Real Estate Terms: “Sold” vs. the Various Stages Along the Way

Ryan Coffey
Comments Off on Real Estate Terms: “Sold” vs. the Various Stages Along the Way

You would think it should be binary. It’s either SOLD or it’s not. This isn’t however how things work in our real estate system as there are procedures, situations and therefore categories to describe stages along the way. There are also rare exceptions and extreme circumstances which I won’t bother you with but rather outline the major categories that you are most likely to encounter while looking to buy or sell real estate in Nanaimo.

Sold: As you may expect, when you see that red sign that says SOLD or SOLD BY going up on the property and it shows up as sold on the MLS system, and the contract is sealed. This means that the subject clauses have just been removed and that there is a solid agreement in place for the purchase of the home. The date when money changes hands (completion) and possession are probably at least a few weeks away yet, but the deal is done.

Sold Subject: This means that an offer has been negotiated and accepted between a Buyer and the Seller. The Buyer is in the process of working through the subject clauses. Statistically speaking, there’s a roughly 9 in 10 chance that the deal will go through. If not, that deal will be taken apart after a few signatures that show that it was taken apart according to terms laid out in the contract and that both parties agreee to this. Once that is done the place is open to offers as before. That said, just because there is an accepted offer on a property doesn’t mean that another offer, which we call a “backup offer”, can’t be negotiated. The backup offer is negotiated and is subject to the collapse of the first offer.
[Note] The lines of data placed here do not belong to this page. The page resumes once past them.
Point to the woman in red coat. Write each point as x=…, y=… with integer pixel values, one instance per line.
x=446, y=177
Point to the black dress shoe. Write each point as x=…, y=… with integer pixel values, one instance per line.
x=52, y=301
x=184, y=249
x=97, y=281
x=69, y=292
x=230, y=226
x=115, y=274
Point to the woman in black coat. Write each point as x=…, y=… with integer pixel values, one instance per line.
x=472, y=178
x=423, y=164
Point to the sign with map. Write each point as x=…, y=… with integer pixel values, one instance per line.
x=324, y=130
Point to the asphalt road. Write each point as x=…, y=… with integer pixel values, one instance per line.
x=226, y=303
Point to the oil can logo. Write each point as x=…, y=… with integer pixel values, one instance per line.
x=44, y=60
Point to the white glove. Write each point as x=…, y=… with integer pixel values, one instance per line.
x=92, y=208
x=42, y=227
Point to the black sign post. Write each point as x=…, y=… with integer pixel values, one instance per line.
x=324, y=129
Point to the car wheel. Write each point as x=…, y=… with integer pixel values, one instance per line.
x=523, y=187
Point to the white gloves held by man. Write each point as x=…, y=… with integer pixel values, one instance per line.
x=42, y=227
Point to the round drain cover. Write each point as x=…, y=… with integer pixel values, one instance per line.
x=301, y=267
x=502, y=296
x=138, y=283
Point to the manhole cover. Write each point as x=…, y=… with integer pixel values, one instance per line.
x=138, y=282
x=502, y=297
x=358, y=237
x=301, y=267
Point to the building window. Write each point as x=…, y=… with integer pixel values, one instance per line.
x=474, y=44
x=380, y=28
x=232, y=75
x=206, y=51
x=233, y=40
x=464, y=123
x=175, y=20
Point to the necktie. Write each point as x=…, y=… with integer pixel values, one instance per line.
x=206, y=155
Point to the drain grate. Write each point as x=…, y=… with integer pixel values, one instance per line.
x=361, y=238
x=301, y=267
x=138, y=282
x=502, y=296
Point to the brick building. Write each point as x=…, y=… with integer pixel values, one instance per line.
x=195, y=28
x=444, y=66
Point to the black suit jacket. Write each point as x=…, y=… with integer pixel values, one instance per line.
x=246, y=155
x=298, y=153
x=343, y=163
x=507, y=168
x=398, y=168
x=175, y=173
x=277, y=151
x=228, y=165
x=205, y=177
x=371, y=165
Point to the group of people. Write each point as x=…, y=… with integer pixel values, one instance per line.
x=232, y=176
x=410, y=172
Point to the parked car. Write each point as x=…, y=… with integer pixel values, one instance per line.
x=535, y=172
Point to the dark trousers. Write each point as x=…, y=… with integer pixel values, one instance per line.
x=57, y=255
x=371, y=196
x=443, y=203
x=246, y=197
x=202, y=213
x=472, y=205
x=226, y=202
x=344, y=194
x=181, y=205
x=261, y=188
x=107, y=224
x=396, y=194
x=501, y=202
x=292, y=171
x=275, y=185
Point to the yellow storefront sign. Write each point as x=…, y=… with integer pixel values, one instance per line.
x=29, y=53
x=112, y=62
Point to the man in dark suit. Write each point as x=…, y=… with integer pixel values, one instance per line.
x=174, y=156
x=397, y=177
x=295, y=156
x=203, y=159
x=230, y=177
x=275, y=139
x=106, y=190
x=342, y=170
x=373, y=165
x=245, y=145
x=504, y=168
A variation of sold subject worth noting is when is has a time clause. This is something that usually scares other Buyers away from the idea of writing an offer but I don’t think it should.  When an offer has a time clause it means that the offer is subject to the sale of their existing property. That is, they need to sell what they have in order to afford what they want to buy and there are certain parameters for that in the contract. Those parameters being that they have a certain amount of time to have an unconditional/subject free sale on the property (usually a month or two) and that if any other offers are accepted from other buyers that they will be given a certain amount of time to sell the property or otherwise come up with the funding. That amount of notice they are given is really short. Usually 24 to 72 hours which basically means that if an offer is accepted from another Buyer that their chances of bumping out the first set of Buyers is pretty high.